Il biofeedback è utile ad esempio per favorire la riduzione della tensione muscolare specifiche, come nelle cefalee muscolo tensive, o di alcuni specifici distretti corporei, o una respirazione più profonda ed equilibrata, come negli attacchi di panico e in persone con scompenso cardiaco cronico. 

 

Allarme sonoro e pannolino (in inglese: Bell and Pad o Bed Wetting) 
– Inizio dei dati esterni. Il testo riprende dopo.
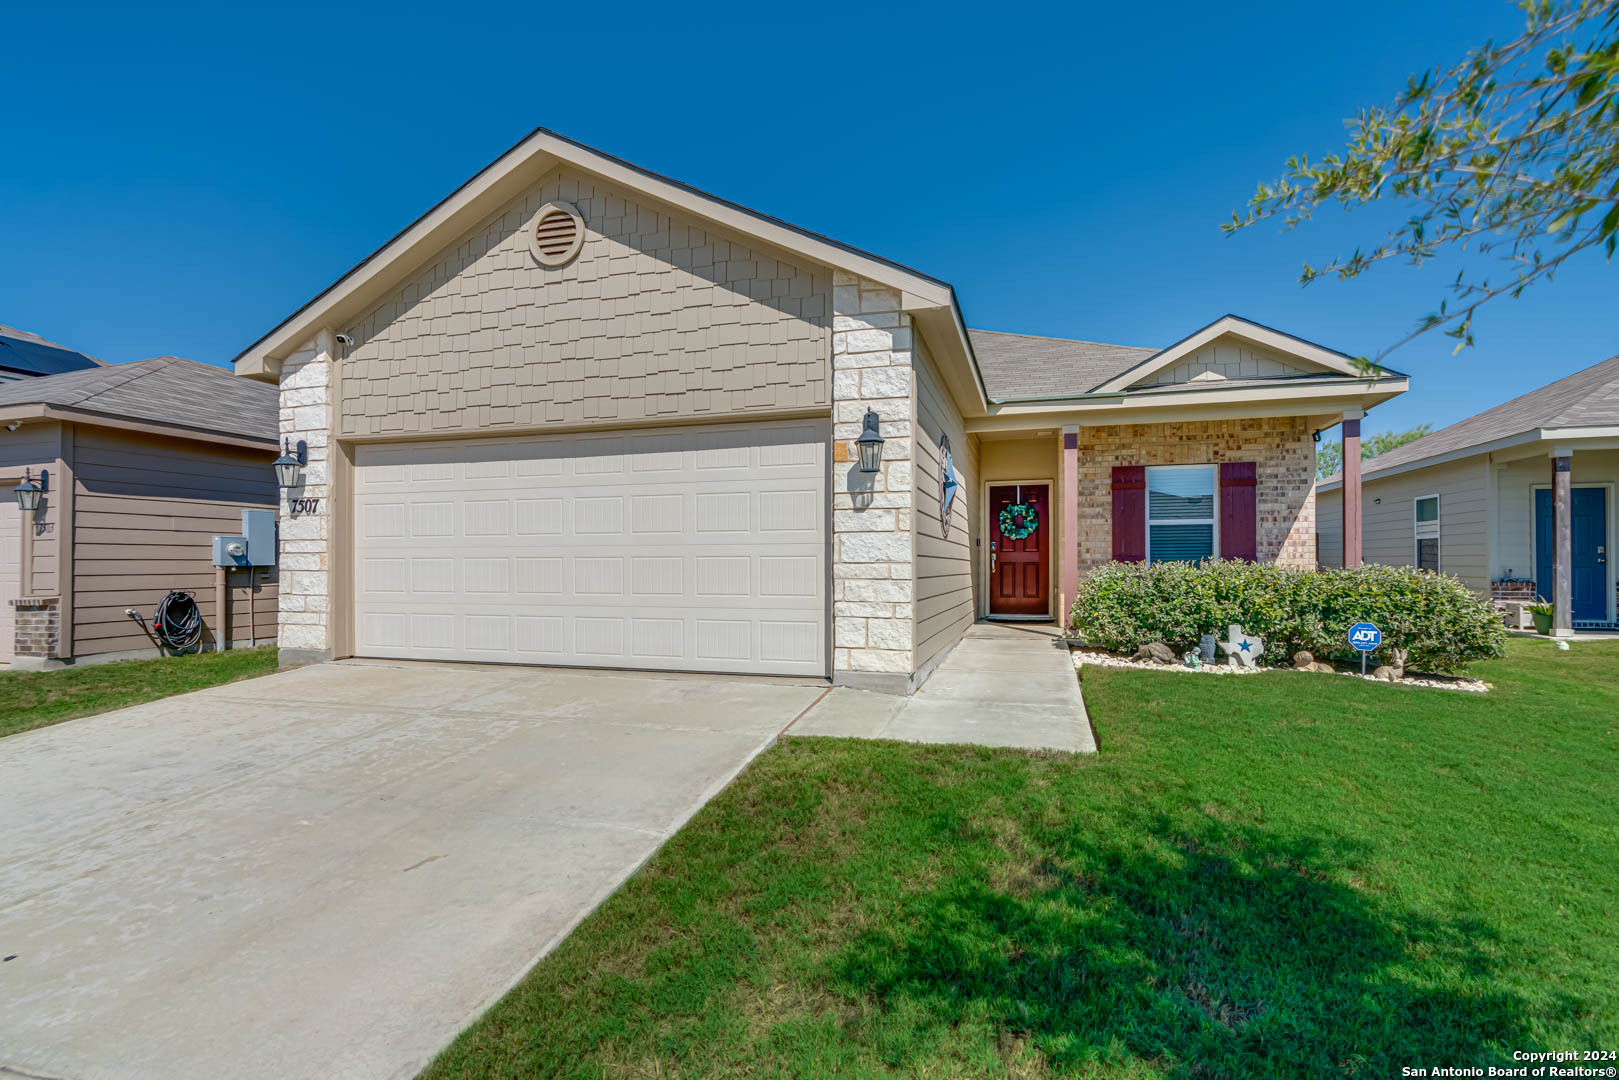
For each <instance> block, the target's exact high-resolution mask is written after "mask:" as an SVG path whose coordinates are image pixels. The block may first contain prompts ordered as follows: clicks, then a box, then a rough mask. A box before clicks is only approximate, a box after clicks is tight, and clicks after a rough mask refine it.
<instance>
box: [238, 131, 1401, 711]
mask: <svg viewBox="0 0 1619 1080" xmlns="http://www.w3.org/2000/svg"><path fill="white" fill-rule="evenodd" d="M235 363H236V372H238V374H241V376H246V377H249V379H259V381H266V382H270V384H274V385H277V387H280V395H282V398H280V403H282V413H280V416H282V432H283V437H291V439H296V440H301V442H306V444H308V463H306V465H304V468H303V471H301V474H300V478H298V481H296V484H295V486H293V487H290V489H287V492H285V497H283V500H282V568H283V572H285V576H283V586H282V625H280V646H282V654H283V661H285V662H309V661H321V659H327V657H343V656H376V657H414V659H436V661H482V662H516V664H560V665H601V667H636V669H674V670H704V672H761V674H784V675H814V677H829V678H832V680H834V682H837V683H845V685H856V687H868V688H876V690H886V691H897V693H907V691H910V690H913V688H916V687H918V685H920V683H921V682H923V680H924V678H926V677H928V674H929V672H931V670H933V667H934V665H936V664H937V662H939V661H941V657H942V656H944V654H945V653H947V651H949V649H950V646H952V644H954V643H955V641H957V640H958V638H960V635H962V633H963V631H965V630H967V627H970V625H971V623H973V622H975V620H978V619H1054V617H1059V615H1060V614H1064V612H1065V610H1067V606H1069V602H1070V601H1072V597H1073V596H1075V588H1077V585H1078V581H1080V575H1081V573H1085V572H1086V570H1088V568H1090V567H1094V565H1098V563H1103V562H1106V560H1109V559H1193V557H1205V555H1211V554H1224V555H1242V557H1248V559H1266V560H1277V562H1287V563H1294V565H1303V567H1308V565H1313V563H1315V466H1313V463H1315V453H1313V450H1315V447H1313V440H1311V436H1313V434H1315V432H1316V431H1319V429H1321V427H1326V426H1331V424H1336V423H1339V421H1342V419H1344V418H1358V416H1362V413H1363V410H1366V408H1370V406H1373V405H1376V403H1379V402H1384V400H1387V398H1391V397H1394V395H1396V393H1400V392H1404V390H1405V389H1407V381H1405V377H1404V376H1399V374H1394V372H1387V374H1384V376H1381V377H1376V379H1371V381H1368V379H1366V377H1365V376H1362V374H1360V372H1358V371H1357V369H1355V366H1353V363H1352V361H1350V358H1349V356H1345V355H1342V353H1339V351H1334V350H1331V348H1324V347H1321V345H1315V343H1311V342H1307V340H1302V338H1298V337H1294V335H1290V334H1284V332H1279V330H1274V329H1271V327H1266V325H1260V324H1256V322H1251V321H1248V319H1242V317H1237V316H1224V317H1219V319H1216V321H1213V322H1209V324H1208V325H1205V327H1201V329H1196V330H1193V332H1190V334H1188V335H1187V337H1183V338H1182V340H1179V342H1175V343H1172V345H1169V347H1166V348H1128V347H1119V345H1099V343H1091V342H1073V340H1060V338H1044V337H1030V335H1020V334H997V332H979V330H968V329H967V322H965V319H963V314H962V308H960V304H958V301H957V296H955V290H954V288H952V287H950V285H949V283H945V282H942V280H939V279H936V277H931V275H928V274H923V272H920V270H915V269H910V267H905V266H900V264H897V262H894V261H890V259H884V257H881V256H876V254H871V253H868V251H861V249H858V248H852V246H848V244H843V243H839V241H835V240H831V238H827V236H822V235H818V233H813V232H808V230H803V228H797V227H793V225H788V223H785V222H782V220H777V219H774V217H767V215H764V214H759V212H754V210H750V209H745V207H742V206H737V204H733V202H727V201H724V199H720V198H716V196H712V194H708V193H703V191H698V189H695V188H691V186H686V185H683V183H678V181H674V180H669V178H665V176H659V175H656V173H651V172H648V170H644V168H638V167H635V165H631V164H628V162H623V160H620V159H615V157H610V155H607V154H602V152H599V151H594V149H589V147H586V146H581V144H578V142H575V141H572V139H567V138H562V136H559V134H554V133H550V131H546V130H538V131H534V133H533V134H529V136H528V138H525V139H523V141H521V142H520V144H516V146H515V147H512V149H510V151H508V152H505V154H502V155H500V157H499V159H497V160H495V162H492V164H491V165H489V167H487V168H484V170H482V172H479V173H478V175H476V176H473V178H471V180H470V181H466V183H465V185H463V186H461V188H458V189H457V191H455V193H452V194H450V196H448V198H445V199H444V201H442V202H439V204H437V206H434V207H432V209H431V210H427V212H426V214H424V215H423V217H419V219H418V220H414V222H411V223H410V225H406V227H405V230H403V232H400V233H398V235H397V236H395V238H393V240H390V241H389V243H387V244H384V246H382V248H380V249H377V251H376V253H372V254H371V256H368V257H366V259H364V261H363V262H359V264H358V266H356V267H355V269H351V270H350V272H348V274H345V275H343V277H342V279H338V280H337V282H334V283H332V285H330V287H327V288H325V290H324V291H321V293H319V295H317V296H316V298H314V300H311V301H309V303H308V304H304V306H303V308H300V309H298V311H296V313H293V314H291V316H288V317H287V319H285V321H283V322H280V324H278V325H275V327H274V329H270V330H269V332H267V334H266V335H264V337H261V338H259V340H257V342H254V343H253V345H249V347H248V348H246V350H244V351H243V353H241V355H240V356H238V358H236V361H235ZM877 439H881V444H877V442H874V440H877Z"/></svg>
Per l’enuresi notturna (oltre i 6 anni di età) la terapia comportamentale comprende l’utilizzo di un segnalatore acustico che consente al bambino di svegliarsi alla fuoriuscita delle prime gocce di urina. In congiunzione al training minzionale e ad una prima valutazione generale con i genitori, l’allarme “contingente” notturno mira a stabilire un riflesso che non è ancora stato appreso dal bambino o dal giovane adulto. Tale addestramento consente progressivamente di migliorare la percezione dei segnali corporei che avvisano della necessità di svegliarsi e di recarsi in bagno e che nell’età adulta invece in condizioni di salute normale lo permettono.

 

Training di assertività

L’assertività consiste nella capacità relazionale di farsi rispettare senza ledere i diritti degli altri; è una valida e più funzionale alternativa all’attuazione di comportamenti aggressivi o passivi nelle relazioni. Nel training di assertività lo psicologo utilizza tecniche terapeutiche per aumentare le abilità del paziente nelle proprie relazioni, controllando i fattori disturbanti come la rabbia, l’ansia sociale o sentimenti di imbarazzo e impotenza. E’ utilizzato per migliorare l’efficacia della persona all’interno delle proprie quotidiane relazioni, ed evitare l’accumulo di stress e sentimenti negativi.

 

Training di problem solving

E’ un intervento finalizzato a sviluppare nel paziente le capacità di definire un problema, generare diverse alternative di soluzione e applicare poi quelle che risultano più promettenti. Può essere utilizzato per migliorare la gestione dello stress o per affrontare specifici problemi.